Process finished with exit code 1

The wrong line is being added to the dbt ls output here and thus treated as a resource with a corresponding yml file.

for line in result_lines:
# Because we set the dbt global arg "--log-format json", if
# line is valid json then it may be an actual result or it
# may be some other output from dbt, like a warning.
try:
line_dict = json.loads(line)
# If line is not valid json, then it should be an actual
# result. This is because even when the "dbt ls" command
# arg "--output" is not set to json, non-result logs will
# still be in json format (due to the dbt global arg
# "--log-format json").
except ValueError:
result_lines_filtered.append(line)
continue
# If 'resource_type' is in line_dict, then this is likely
# an actual result and not something else like a warning.
if 'resource_type' in line_dict:
result_lines_filtered.append(line_dict)
# Else, if 'resource_type' is not in line_dict, this may be
# a warning from dbt, so log it.
else:
logger.warning(f'Extra output from "dbt ls" command: {line}')
return result_lines_filtered

@ciklista, thanks for adding the error message (no need to apologize for knowing multiple languages!). It helped me understand better.

I have an alternate suggestion that I would like to get your opinion on.

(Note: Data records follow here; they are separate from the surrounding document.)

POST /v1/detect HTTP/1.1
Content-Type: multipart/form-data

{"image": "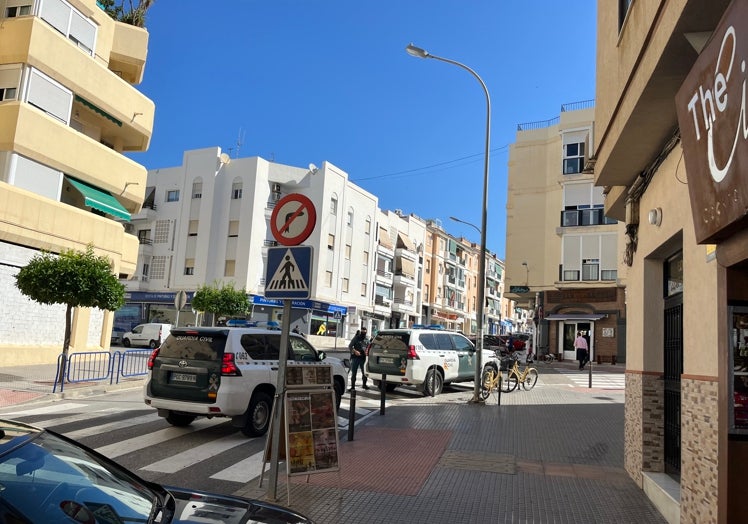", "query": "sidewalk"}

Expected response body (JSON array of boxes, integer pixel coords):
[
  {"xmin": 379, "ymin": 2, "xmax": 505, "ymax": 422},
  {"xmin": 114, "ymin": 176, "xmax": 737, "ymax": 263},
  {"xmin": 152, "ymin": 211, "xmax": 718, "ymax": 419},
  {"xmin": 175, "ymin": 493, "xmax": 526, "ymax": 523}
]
[{"xmin": 236, "ymin": 363, "xmax": 665, "ymax": 524}]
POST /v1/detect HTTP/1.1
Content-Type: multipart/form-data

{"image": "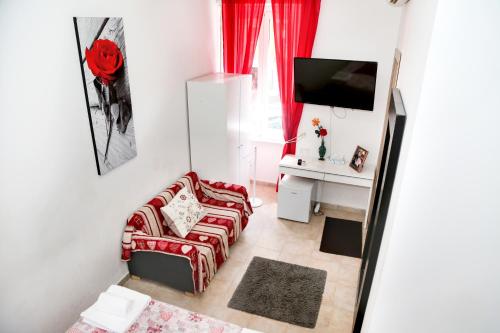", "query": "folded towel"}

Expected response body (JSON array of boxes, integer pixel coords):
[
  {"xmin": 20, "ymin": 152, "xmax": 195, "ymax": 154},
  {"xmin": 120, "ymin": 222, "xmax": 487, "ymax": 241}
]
[
  {"xmin": 81, "ymin": 285, "xmax": 151, "ymax": 333},
  {"xmin": 95, "ymin": 292, "xmax": 132, "ymax": 318}
]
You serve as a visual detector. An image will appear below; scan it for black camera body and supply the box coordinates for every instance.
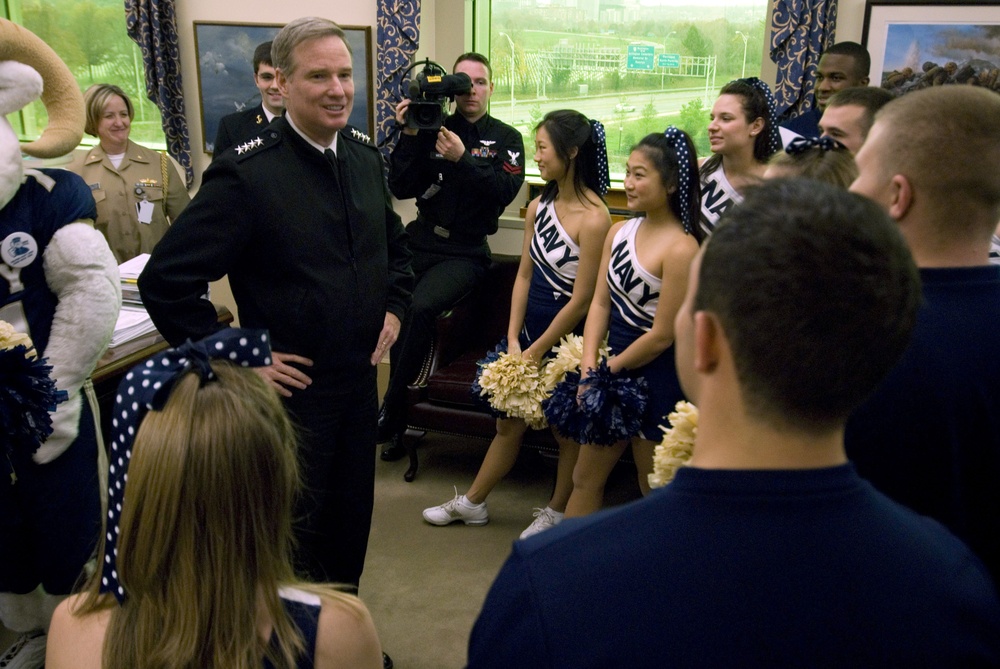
[406,59,472,132]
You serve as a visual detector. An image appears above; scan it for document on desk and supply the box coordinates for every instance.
[110,305,156,348]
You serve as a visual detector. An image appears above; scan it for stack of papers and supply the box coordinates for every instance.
[110,253,156,348]
[110,305,156,348]
[118,253,149,306]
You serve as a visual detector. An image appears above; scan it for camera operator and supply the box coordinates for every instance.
[379,53,524,460]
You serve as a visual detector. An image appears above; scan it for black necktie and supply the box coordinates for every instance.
[323,149,347,215]
[323,149,340,186]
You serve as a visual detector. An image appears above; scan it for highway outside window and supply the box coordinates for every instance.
[476,0,768,180]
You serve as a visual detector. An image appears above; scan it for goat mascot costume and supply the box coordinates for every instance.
[0,19,121,667]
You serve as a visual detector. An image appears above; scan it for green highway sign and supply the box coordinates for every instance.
[656,53,681,67]
[625,44,655,70]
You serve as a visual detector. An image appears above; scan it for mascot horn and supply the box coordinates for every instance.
[0,19,121,667]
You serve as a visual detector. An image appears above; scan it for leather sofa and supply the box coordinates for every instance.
[403,255,558,481]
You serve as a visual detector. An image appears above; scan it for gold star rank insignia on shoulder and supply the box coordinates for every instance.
[236,137,264,156]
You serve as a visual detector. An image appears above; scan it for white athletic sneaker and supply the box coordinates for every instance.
[424,488,490,525]
[520,507,563,539]
[0,630,48,669]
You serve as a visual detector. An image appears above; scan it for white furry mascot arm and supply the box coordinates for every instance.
[34,223,122,464]
[0,20,121,463]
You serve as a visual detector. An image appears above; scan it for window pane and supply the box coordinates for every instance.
[7,0,165,148]
[481,0,767,178]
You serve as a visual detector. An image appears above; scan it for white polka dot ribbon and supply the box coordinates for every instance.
[743,77,781,155]
[663,125,698,235]
[101,328,271,603]
[590,119,611,197]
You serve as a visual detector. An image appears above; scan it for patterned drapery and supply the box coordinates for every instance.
[375,0,420,164]
[771,0,837,118]
[125,0,194,188]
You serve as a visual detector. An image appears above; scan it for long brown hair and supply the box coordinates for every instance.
[77,362,340,669]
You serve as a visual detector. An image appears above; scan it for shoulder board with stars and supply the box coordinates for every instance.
[341,125,374,147]
[233,130,279,161]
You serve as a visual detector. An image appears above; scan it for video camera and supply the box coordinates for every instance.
[406,58,472,132]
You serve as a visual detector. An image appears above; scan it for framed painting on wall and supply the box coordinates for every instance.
[194,21,375,153]
[862,0,1000,95]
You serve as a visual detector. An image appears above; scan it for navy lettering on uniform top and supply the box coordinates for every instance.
[535,209,564,253]
[702,181,733,214]
[556,245,580,267]
[639,282,660,307]
[611,239,660,307]
[611,239,642,293]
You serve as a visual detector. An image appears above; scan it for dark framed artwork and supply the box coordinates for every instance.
[194,21,375,153]
[862,0,1000,95]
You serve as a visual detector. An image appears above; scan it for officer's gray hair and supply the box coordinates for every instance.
[271,16,354,77]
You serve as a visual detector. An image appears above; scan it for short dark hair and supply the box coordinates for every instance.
[826,86,895,137]
[694,179,921,433]
[768,142,858,190]
[451,51,493,81]
[702,79,774,164]
[253,41,274,74]
[535,109,607,202]
[823,42,872,79]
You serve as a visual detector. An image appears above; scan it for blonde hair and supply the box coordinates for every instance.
[875,85,1000,234]
[83,84,135,137]
[76,362,360,669]
[271,16,354,77]
[768,145,858,190]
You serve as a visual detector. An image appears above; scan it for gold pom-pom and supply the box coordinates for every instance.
[649,402,698,488]
[542,333,609,394]
[0,321,36,358]
[479,353,548,430]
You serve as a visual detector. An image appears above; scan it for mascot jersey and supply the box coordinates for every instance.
[0,170,97,355]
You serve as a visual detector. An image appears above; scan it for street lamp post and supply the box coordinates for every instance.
[500,32,514,125]
[660,30,677,91]
[736,30,750,79]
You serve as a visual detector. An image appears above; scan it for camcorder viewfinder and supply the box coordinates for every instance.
[406,58,472,132]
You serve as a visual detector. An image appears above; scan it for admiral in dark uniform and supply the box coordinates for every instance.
[379,53,524,460]
[212,42,285,156]
[139,18,412,585]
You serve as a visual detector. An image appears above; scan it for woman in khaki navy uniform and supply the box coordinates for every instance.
[70,84,191,263]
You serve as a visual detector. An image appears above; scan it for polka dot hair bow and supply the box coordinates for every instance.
[100,328,271,603]
[590,119,611,197]
[663,125,698,235]
[785,137,847,156]
[741,77,781,155]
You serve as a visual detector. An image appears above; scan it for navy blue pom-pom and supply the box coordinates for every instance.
[580,361,649,446]
[469,337,507,418]
[543,361,649,446]
[542,372,589,443]
[0,345,67,464]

I notice the error message is referencing line 290 from this part of properties.py:

for i, potential_result in enumerate(potential_results):
if 'original_file_path' in potential_result:
potential_result_path = potential_result['original_file_path']
# Before dbt version 0.20.0, original_file_path was not
# included in the json response of "dbt ls". For older
# versions of dbt, we need to run "dbt ls" with the
# "--output path" argument in order to retrieve paths
else:
if potential_result_paths is None:
potential_result_paths = _utils.dbt_ls(
ctx,
supported_resource_types=_SUPPORTED_RESOURCE_TYPES,
logger=_LOGGER,
output='path',
**kwargs,
)
assert len(potential_result_paths) == len(
potential_results
), 'Length of results differs from length of result details'
potential_result_path = potential_result_paths[i]
if Path(ctx.config['project_path'], potential_result_path).exists():
results[potential_result_path] = potential_result

There is an error during Path(ctx.config['project_path'], potential_result_path).exists() because the Path not only doesn't exist, but is invalid (because of the ANSI escape sequence issue you identified) as seen near the end of your error message: ... 'C:\\[...]\\code\\dbt2\\\x1b[0m'

What if instead of filtering escape sequences with a regex, we handled all invalid paths, regardless of platform, by checking whether the path is valid before checking whether it exists? If the path is invalid we can trigger a debug log and continue to the next iteration of the loop. Something like:

for i, potential_result in enumerate(potential_results): 
    ...
    project_with_potential_result_path = Path(ctx.config['project_path'], potential_result_path)
    try:
        project_with_potential_result_path.resolve()
    except (OSError, RuntimeError) as e:
        _LOGGER.debug(e)
        continue
    if project_with_potential_result_path.exists(): 
        results[potential_result_path] = potential_result 

Thoughts?

That would definitely solve the issue but I think I prefer making sure that the command output is valid because it
(a) targets the issue more specifically (what if something causes dbt ls to emit a valid output that is not a path, I guess we'd like the function to fail) and
(b) it's closer to the actual problem. If the output gets used in a different context, we'd have to handle the ANSI escape sequence there as well.

You have convinced me with your point (b) that regardless of the behavior of the _transform_ls_results function we should handle the ANSI escape sequence closer to the source, as you originally suggested.